Rapid and Controlled Transition of Magnetic Nano- to Micro-particles: A Useful Feature for Bioseparations

B.J. Nehilla, T.H. Schulte
Nexgenia, Inc, US

Keywords: magnetic nanoparticles, RAFT polymerization, responsive materials


This work describes the use of stimuli-responsive polymers to control the transition of magnetic nanoparticles (mNPs) to magnetic microparticles. Compared to magnetic microparticles, mNPs are advantageous for bioseparations (e.g., immunoassays, immunoprecipitations) for two reasons. They have a larger surface area:volume ratio, and they have favorable diffusion coefficients so they do not settle out of solution. Thus, mNPs can bind more target molecules than magnetic microparticles, and they can diffuse in a sample to interact with the target molecules.
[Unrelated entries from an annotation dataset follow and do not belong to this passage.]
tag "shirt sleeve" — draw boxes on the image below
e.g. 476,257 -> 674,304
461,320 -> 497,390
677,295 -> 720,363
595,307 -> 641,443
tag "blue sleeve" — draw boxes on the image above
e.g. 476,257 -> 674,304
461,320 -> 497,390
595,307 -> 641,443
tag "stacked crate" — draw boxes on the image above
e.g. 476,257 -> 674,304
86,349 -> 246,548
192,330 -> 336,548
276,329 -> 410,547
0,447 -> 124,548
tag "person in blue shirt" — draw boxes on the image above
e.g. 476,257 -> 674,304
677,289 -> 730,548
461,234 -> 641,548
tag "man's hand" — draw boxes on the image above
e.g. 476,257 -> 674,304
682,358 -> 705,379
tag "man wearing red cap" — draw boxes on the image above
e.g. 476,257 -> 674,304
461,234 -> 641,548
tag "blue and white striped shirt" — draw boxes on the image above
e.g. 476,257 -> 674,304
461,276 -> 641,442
The major disadvantage of mNPs is that they can not be separated with a simple benchtop magnet. Here, the stimuli-responsive mNPs are <50nm in diameter, and they respond sharply to temperature stimuli by transitioning from a hydrophilic to hydrophobic state. This transition permits soluble mNPs to interact with target molecules at room temperature but allows rapid magnetic separation of aggregated particles at 37C. When combined with polymer-antibody conjugates, the stimuli-responsive mNPs are used to capture a clinically relevant disease biomarker (HIV-1 p24 capsid protein) from spiked human serum samples. This reagent system outperformed commercially available magnetic microparticle reagents in assay speed and capture efficiency.